Lidstone's law of succession

The Lidstone's law of succession is given by:

$$P_\lambda(s)=\frac{n_s+\lambda}{N_s+\vert\Sigma\vert\lambda}$$

where the parameter $\lambda$ is in the range $\left[ 0 , + \infty \right[$. It has been shown that this class of probability estimates is in fact a linear interpolation between the maximum likelihood estimate given in section 6.3.3.2 and the uniform prior $\frac{1}{\vert\Sigma\vert}$. Indeed, we can define a new constant $\mu$ by:

$$\mu=\frac{N_s}{N_s+\vert\Sigma\vert\lambda}$$

We then have a new form for the estimate given by Lidstone's law of succession:

$$P_\mu(s)=\mu\frac{n_s}{N_s}+(1-\mu)\frac{1}{\vert\Sigma\vert}$$

It is interesting to consider particular cases of the Lidstone's law of succession:

-

$\lambda=0$ gives the maximum likelihood estimate.

-

$\lambda=1$ gives Laplace's law of succession.

-

if $\lambda$ tends to $\infty$ then we have the uniform estimate $\frac{1}{\vert\Sigma\vert}$.

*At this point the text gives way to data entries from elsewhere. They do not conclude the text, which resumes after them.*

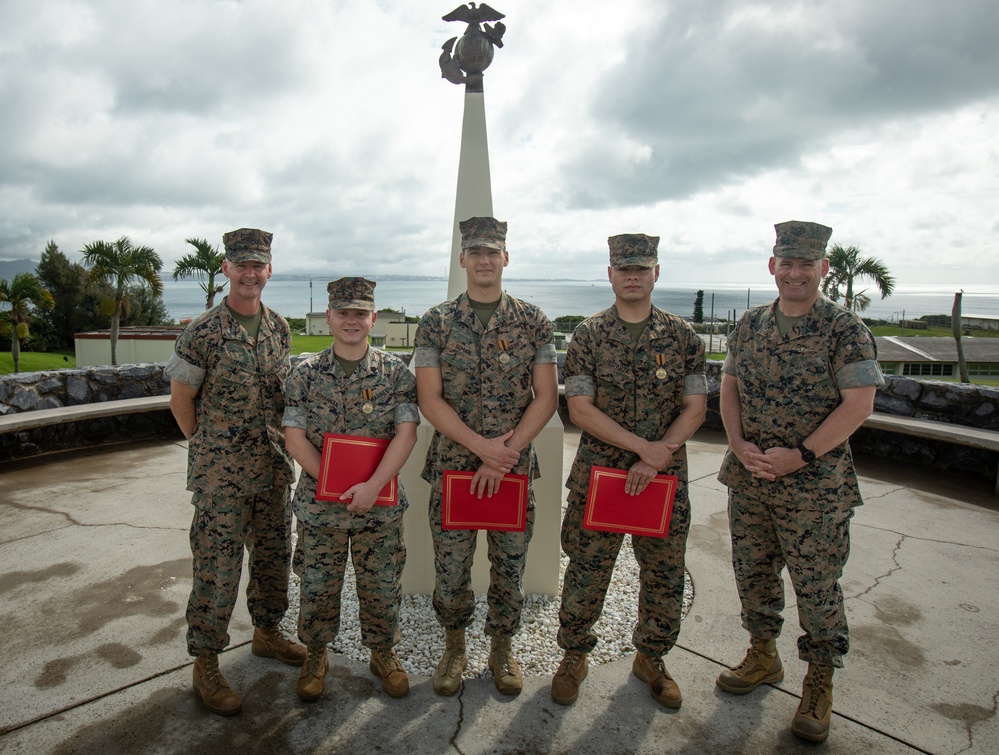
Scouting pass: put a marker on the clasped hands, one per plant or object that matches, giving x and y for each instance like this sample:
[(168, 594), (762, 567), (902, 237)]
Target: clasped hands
[(769, 464), (653, 457), (498, 459)]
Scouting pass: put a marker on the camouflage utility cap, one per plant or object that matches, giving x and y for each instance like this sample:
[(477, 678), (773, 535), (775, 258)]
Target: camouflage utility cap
[(806, 241), (248, 245), (483, 233), (352, 293), (634, 250)]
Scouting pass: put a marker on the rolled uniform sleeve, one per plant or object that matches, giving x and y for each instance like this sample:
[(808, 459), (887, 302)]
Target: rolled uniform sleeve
[(184, 372)]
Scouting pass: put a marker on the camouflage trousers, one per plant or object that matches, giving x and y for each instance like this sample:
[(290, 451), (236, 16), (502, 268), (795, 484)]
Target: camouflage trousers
[(222, 527), (813, 543), (454, 602), (592, 555), (378, 553)]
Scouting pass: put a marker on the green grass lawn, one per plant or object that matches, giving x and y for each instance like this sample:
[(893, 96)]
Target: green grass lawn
[(36, 361), (301, 344)]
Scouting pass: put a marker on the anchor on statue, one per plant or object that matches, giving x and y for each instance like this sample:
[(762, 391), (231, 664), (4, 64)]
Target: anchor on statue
[(474, 51)]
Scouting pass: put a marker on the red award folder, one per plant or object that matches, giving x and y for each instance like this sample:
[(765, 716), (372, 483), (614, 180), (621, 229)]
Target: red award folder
[(348, 460), (610, 509), (505, 510)]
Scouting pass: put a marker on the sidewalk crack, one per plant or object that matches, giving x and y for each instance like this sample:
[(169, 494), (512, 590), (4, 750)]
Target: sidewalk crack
[(970, 715), (895, 568), (461, 720)]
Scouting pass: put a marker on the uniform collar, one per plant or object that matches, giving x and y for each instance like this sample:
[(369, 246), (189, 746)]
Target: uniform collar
[(329, 364), (657, 326), (502, 317)]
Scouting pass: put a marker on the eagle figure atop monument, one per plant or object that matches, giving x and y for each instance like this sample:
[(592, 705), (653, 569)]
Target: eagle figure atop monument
[(474, 51)]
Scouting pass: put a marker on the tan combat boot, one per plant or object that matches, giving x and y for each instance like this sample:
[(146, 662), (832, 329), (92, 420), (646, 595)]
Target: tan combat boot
[(270, 643), (447, 676), (662, 686), (386, 666), (506, 670), (310, 679), (811, 721), (571, 672), (760, 666), (212, 687)]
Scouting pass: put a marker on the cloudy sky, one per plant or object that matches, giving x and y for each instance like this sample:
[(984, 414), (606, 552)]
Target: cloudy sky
[(327, 123)]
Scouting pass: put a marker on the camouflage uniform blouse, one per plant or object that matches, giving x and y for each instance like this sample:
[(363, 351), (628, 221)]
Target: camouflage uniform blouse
[(322, 399), (788, 386), (238, 446), (486, 373), (623, 376)]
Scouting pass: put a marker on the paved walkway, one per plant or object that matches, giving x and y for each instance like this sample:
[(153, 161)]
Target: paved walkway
[(95, 571)]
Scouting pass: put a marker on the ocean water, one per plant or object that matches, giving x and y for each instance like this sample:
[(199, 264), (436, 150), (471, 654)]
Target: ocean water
[(294, 297)]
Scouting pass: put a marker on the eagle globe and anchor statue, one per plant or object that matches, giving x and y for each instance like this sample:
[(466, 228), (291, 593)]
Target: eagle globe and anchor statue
[(474, 51)]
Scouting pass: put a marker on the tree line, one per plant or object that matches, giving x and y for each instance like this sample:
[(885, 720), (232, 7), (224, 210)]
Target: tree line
[(117, 284)]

$\lambda$ thus represents the trust we have in relative frequencies. $\lambda<1$ implies more trust in relative frequencies than the Laplace's law of succession while $\lambda>1$ represents less trust in relative frequencies. In practice, people use values of $\lambda$ in the range $\left[\frac{1}{32},1\right]$, a common value being $\lambda=\frac{1}{2}$ [81].